Title to the real estate in controversy passed to *665appellant’s predecessor in title by deeds marked Exhibits A, B, and C. The issue is therefore determined by the construction to be placed upon said instruments.

Exhibit A appearing at page 223 of the transcript is a warranty deed conveying certain real estate therein described to Evansville Terminal Railway predecessor in title to appellant herein. A careful examination of said deed discloses only a metes and bounds description of the real estate therein described, together with a final sentence in the body of the deed reading “[s]aid strip of right of way being located in the southwest quarter of section 35, township 6 south range 10 west and containing .76 acres.” Said deed, in my opinion, conveys a fee simple rather than an easement.

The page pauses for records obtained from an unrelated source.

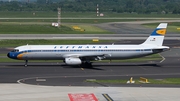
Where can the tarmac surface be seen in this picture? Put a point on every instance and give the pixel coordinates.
(53, 81)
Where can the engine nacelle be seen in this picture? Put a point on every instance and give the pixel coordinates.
(73, 61)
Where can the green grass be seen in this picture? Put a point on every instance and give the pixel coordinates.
(49, 14)
(15, 43)
(41, 28)
(174, 81)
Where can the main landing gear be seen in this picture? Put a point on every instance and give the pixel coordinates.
(86, 64)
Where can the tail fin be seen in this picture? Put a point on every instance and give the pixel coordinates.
(157, 36)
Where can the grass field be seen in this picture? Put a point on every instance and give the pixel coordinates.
(15, 43)
(46, 28)
(50, 14)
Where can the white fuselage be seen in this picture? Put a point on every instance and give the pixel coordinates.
(59, 52)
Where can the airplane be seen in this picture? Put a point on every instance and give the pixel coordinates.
(84, 54)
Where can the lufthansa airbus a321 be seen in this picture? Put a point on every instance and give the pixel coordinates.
(84, 54)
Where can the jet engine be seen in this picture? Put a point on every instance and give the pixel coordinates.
(73, 61)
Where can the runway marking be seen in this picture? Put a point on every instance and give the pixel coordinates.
(41, 80)
(82, 97)
(108, 98)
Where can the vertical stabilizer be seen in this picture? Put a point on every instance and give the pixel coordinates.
(157, 36)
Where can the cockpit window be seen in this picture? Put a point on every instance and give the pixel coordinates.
(15, 50)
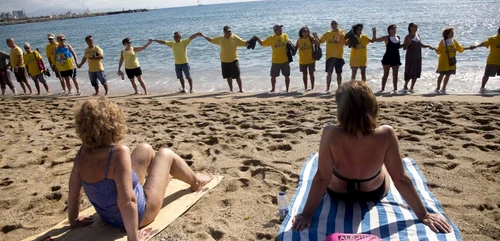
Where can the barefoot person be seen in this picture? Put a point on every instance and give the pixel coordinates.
(95, 55)
(413, 60)
(447, 62)
(50, 52)
(391, 59)
(18, 66)
(65, 63)
(229, 44)
(334, 40)
(132, 66)
(5, 79)
(493, 61)
(35, 68)
(358, 160)
(279, 62)
(307, 63)
(127, 189)
(359, 53)
(179, 48)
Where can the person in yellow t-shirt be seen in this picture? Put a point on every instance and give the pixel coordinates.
(34, 69)
(447, 51)
(50, 51)
(95, 55)
(493, 62)
(334, 40)
(132, 66)
(230, 66)
(359, 54)
(278, 42)
(17, 64)
(307, 63)
(179, 48)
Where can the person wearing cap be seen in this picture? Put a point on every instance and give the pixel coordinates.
(50, 51)
(65, 62)
(179, 48)
(17, 64)
(229, 44)
(335, 41)
(5, 79)
(35, 68)
(95, 55)
(132, 66)
(279, 62)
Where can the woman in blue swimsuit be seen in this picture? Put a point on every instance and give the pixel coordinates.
(115, 179)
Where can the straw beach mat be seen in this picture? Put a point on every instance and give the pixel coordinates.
(178, 199)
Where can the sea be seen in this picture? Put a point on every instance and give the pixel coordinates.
(474, 21)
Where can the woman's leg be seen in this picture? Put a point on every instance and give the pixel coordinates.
(164, 164)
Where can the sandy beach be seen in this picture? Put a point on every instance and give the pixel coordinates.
(258, 142)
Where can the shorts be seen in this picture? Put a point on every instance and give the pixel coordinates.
(5, 79)
(492, 70)
(94, 76)
(230, 70)
(179, 68)
(306, 67)
(336, 63)
(20, 75)
(131, 73)
(39, 78)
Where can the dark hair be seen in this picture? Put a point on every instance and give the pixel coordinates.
(411, 25)
(356, 26)
(446, 32)
(357, 108)
(302, 30)
(392, 26)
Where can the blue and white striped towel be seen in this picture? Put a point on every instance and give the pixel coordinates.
(390, 219)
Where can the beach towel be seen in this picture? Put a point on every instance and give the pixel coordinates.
(178, 199)
(390, 219)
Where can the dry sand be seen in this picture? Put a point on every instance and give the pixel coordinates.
(258, 142)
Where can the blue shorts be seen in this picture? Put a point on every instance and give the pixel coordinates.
(179, 68)
(94, 76)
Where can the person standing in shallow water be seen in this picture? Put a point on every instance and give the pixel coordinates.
(413, 60)
(132, 66)
(391, 59)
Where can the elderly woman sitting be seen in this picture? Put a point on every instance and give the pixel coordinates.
(126, 189)
(356, 159)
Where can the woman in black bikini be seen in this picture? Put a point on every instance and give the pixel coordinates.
(363, 159)
(391, 57)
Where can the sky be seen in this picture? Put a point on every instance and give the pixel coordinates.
(34, 5)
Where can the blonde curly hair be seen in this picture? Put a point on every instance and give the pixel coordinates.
(100, 122)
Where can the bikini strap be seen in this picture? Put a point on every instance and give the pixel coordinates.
(108, 162)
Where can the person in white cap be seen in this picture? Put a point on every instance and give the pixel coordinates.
(279, 62)
(35, 68)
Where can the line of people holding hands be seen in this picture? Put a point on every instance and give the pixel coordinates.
(64, 62)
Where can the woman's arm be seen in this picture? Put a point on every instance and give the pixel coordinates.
(406, 188)
(320, 181)
(127, 201)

Exhibit B, appearing at page 225 of the transcript, is a quit claim deed conveying certain real estate described by metes and bounds. The final paragraph in the body of the deed reads as follows: “[s]aid strip of right of way being located in the northwest quarter of section 35 township 6 south range 10 west containing 1.14 acres more or less.” Said instrument, in my opinion, conveys a fee not an easement.

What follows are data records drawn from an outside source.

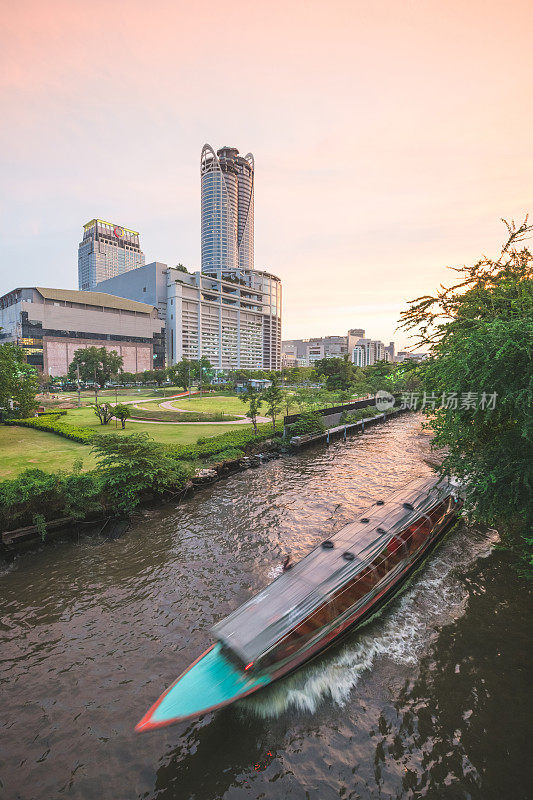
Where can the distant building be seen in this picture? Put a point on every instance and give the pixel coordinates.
(405, 355)
(51, 324)
(256, 383)
(390, 352)
(306, 351)
(234, 320)
(106, 250)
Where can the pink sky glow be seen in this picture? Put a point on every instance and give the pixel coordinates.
(389, 138)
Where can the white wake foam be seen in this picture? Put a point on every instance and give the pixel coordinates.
(435, 597)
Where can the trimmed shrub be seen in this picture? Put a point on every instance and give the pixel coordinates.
(308, 422)
(53, 424)
(35, 497)
(349, 417)
(133, 465)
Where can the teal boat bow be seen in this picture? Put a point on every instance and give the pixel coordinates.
(209, 683)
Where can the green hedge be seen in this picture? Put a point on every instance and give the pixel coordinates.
(205, 448)
(53, 424)
(308, 422)
(349, 417)
(36, 497)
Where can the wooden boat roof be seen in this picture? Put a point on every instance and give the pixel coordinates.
(258, 624)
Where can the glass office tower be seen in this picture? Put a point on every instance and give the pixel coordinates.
(227, 210)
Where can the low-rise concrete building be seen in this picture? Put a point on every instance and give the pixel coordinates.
(51, 324)
(233, 319)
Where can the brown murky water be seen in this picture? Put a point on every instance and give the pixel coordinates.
(432, 699)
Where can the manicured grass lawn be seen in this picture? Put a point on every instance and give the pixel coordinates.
(169, 434)
(108, 395)
(23, 448)
(228, 405)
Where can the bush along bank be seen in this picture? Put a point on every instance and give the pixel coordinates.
(350, 422)
(52, 423)
(132, 470)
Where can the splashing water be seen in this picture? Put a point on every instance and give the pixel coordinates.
(435, 597)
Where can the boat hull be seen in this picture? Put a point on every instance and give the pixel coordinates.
(211, 682)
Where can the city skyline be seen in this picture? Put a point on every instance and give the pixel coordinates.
(384, 153)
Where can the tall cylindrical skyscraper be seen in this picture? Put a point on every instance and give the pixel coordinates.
(227, 209)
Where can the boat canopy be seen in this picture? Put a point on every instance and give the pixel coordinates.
(256, 626)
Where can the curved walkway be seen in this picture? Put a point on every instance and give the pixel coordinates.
(167, 405)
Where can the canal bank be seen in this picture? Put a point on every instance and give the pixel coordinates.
(429, 700)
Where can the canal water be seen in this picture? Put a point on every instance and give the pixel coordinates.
(432, 699)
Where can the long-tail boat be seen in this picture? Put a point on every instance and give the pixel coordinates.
(337, 586)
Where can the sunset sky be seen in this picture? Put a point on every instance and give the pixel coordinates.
(389, 138)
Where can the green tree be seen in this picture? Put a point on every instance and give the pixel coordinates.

Exhibit C appears at page 227 of the transcript and is a quit claim deed conveying certain real estate therein described by metes and bounds. Said deed contains in the body thereof a statement reading as follows : “Said strip of right of way being located in the northwest quarter of section 35 township 6 south range 10 west containing 1.14 acres more or less.” Said deed conveys an interest in the real estate rather than an easement.

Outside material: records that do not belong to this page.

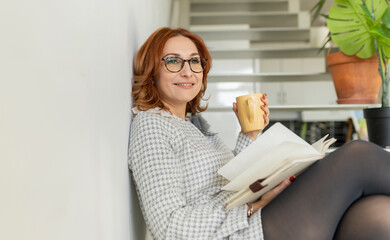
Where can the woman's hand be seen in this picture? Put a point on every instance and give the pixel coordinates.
(265, 109)
(271, 194)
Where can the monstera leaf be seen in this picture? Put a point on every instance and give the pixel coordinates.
(355, 24)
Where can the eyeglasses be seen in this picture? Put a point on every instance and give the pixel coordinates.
(176, 64)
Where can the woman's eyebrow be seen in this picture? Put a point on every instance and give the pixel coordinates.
(178, 55)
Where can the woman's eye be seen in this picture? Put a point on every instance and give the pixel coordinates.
(172, 60)
(195, 60)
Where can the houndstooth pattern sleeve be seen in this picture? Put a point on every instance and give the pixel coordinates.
(177, 184)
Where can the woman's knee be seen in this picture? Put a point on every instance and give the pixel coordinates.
(368, 218)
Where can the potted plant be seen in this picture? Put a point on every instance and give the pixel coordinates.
(362, 28)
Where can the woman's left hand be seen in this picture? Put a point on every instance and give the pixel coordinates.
(265, 109)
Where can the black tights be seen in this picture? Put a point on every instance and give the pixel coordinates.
(344, 196)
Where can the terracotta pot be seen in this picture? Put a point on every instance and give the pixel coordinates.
(356, 80)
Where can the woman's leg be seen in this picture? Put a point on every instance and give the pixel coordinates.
(368, 218)
(312, 207)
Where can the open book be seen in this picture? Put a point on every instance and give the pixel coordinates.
(273, 157)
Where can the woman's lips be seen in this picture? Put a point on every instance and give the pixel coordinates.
(185, 85)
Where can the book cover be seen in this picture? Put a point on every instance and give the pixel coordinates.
(273, 157)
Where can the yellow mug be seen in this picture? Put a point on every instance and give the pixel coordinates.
(250, 113)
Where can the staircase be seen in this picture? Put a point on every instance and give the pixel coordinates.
(264, 46)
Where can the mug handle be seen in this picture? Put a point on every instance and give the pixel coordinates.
(251, 113)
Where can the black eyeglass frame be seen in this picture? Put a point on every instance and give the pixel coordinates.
(203, 63)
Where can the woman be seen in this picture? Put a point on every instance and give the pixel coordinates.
(174, 161)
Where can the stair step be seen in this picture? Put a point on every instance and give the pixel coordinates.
(259, 53)
(257, 34)
(270, 77)
(344, 107)
(234, 5)
(237, 1)
(254, 19)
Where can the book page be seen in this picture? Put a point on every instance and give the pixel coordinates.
(268, 164)
(246, 195)
(263, 145)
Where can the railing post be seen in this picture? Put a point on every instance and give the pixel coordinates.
(180, 16)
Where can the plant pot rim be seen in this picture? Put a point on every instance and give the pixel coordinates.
(341, 58)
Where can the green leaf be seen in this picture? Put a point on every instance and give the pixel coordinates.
(386, 17)
(382, 37)
(351, 25)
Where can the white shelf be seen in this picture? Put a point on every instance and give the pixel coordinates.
(239, 6)
(254, 19)
(338, 107)
(272, 53)
(242, 13)
(258, 34)
(237, 1)
(269, 77)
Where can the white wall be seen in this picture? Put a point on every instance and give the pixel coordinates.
(65, 70)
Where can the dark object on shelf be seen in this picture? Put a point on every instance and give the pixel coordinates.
(378, 125)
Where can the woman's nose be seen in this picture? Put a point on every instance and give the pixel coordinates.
(186, 71)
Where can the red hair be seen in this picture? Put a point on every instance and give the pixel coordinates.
(148, 61)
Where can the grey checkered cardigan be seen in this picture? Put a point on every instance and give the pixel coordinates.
(174, 165)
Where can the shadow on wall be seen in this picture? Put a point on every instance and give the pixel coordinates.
(135, 214)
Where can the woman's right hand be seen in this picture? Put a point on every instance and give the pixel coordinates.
(271, 194)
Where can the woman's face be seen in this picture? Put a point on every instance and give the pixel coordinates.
(178, 88)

The deeds involved provided in the granting clause for a conveyance of “the following described real es*666tate.” The granting clause clearly imports a conveyance of land. Quite often deeds contain a specific reverter clause or language stating that the grant shall continue for so long as property is used as a railroad right-of-way or for some other specific purpose, thus imposing a condition subsequent. The deeds through which appellant claims title herein contain no such 'limitations, restrictions, or conditions subsequent.

The statement in the majority opinion designated paragraph 3 thereof, in my opinion, is an assumption that does not in fact exist. The prohibition as to the acquisition of a fee simple title to railroad right-of-way is limited only to the acquisition of right-of-way by the exercise of the right of eminent domain under the 1905 Act.

The cause should be reversed and remanded to the trial court with instructions to enter its findings and judgment that appellant is the owner in fee simple of the real estate appropriated in this proceedings, and that a hearing be had for the purpose of determining the damages to appellant’s real estate.

Note. — Reported in 199 N. E. 2d 346.